Confronting someone means that you have the courage to let your friend know what you have seen and heard, that you are concerned about them, and that you are willing to help. Confronting should not include judging or attacking the person, nor should it be an effort to force the person to take action. Listed below are some practical tips on confronting a friend.
Be Honest and Specific:
Explain why you want to have a serious talk and what you hope will happen...(and what you hope doesn't happen).
Example: " I am really worried about your drinking and I hope you won't just blow me off or think I am putting you down...I don't want to wreck our friendship..."
Describe Your Observations:
It is important that you describe your observations in a non-judgmental way and express concern in your observations.
Example: "Since last Friday night you have come back to our room really drunk four times, twice you said you drove home drunk and last night you threw up all over our floor..."
Express Your Feelings:
Example: "I am really worried about you...I am scared to talk to you in a serious way because I think you don't believe you have a problem...and bringing it up might just piss you off..."
Offer Your Recommendations:
Example: "I really wish you would go talk to someone about your drinking...see if you do have a problem.
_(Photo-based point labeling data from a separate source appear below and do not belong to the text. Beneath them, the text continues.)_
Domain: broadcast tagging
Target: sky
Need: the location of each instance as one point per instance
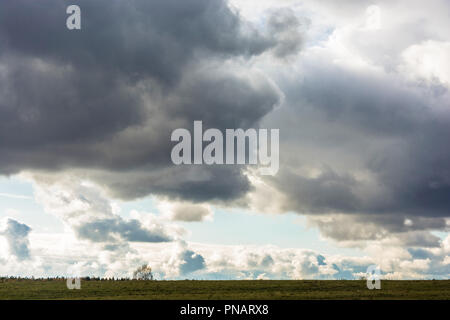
(359, 91)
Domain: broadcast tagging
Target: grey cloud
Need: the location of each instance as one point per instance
(16, 234)
(110, 230)
(191, 262)
(379, 146)
(286, 27)
(106, 98)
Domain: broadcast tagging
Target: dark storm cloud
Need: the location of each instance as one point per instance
(106, 98)
(381, 148)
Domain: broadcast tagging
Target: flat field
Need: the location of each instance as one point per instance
(230, 290)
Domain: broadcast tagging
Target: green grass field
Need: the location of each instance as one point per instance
(204, 290)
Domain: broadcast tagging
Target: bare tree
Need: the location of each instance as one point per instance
(144, 272)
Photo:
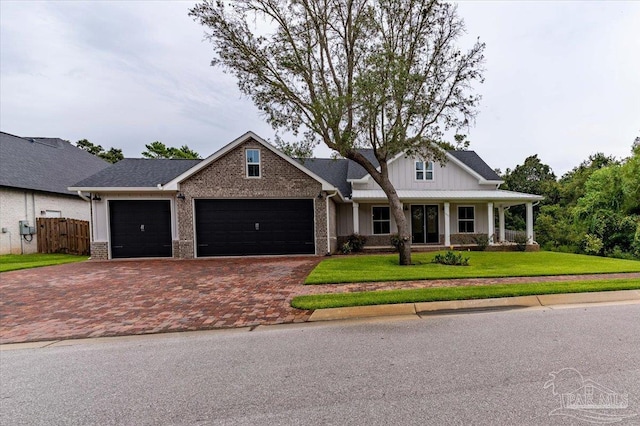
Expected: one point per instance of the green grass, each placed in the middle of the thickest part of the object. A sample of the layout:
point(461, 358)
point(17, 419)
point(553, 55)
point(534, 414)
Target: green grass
point(353, 269)
point(12, 262)
point(321, 301)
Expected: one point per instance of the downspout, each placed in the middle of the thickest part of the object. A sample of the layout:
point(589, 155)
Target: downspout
point(327, 208)
point(81, 195)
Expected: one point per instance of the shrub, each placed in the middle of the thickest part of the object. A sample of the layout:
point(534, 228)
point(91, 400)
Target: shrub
point(520, 238)
point(346, 248)
point(450, 258)
point(482, 241)
point(592, 244)
point(356, 242)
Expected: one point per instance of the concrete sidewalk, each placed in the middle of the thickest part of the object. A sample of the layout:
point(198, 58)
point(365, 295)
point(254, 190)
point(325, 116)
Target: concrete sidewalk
point(461, 306)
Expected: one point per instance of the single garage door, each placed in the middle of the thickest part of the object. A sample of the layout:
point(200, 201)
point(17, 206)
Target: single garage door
point(250, 227)
point(140, 228)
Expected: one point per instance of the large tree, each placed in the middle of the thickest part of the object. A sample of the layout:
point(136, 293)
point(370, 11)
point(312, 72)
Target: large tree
point(384, 75)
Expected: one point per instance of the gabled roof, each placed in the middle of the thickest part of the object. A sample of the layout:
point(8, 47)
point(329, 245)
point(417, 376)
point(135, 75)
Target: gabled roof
point(44, 164)
point(475, 163)
point(356, 171)
point(333, 171)
point(138, 173)
point(173, 184)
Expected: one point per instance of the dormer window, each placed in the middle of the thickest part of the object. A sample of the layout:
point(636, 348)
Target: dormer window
point(253, 163)
point(424, 170)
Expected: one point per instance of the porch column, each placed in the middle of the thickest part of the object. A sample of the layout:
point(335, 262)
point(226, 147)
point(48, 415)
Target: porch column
point(356, 218)
point(501, 223)
point(447, 225)
point(491, 226)
point(529, 223)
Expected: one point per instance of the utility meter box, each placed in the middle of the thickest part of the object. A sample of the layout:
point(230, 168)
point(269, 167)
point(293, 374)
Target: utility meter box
point(25, 229)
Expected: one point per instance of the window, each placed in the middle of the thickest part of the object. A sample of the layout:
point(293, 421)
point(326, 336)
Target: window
point(466, 216)
point(424, 170)
point(253, 162)
point(381, 220)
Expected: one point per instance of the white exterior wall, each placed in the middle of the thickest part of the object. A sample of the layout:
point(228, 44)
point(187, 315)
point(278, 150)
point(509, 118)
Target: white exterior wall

You could either talk with the nurse at the Wellness Center or the counselor... whoever you would be most comfortable with... I'll go with you... The services are free and they are on campus."
Listen Actively to What Your Friend Says:
To listen "actively" does not require that you necessarily agree or disagree with your friend. The important part is that you accurately hear what your friend is saying so he or she feels heard and understood. One way to communicate that you are listening and understand is to paraphrase what your friend says from their point of view and to then to restate your observations and recommendations.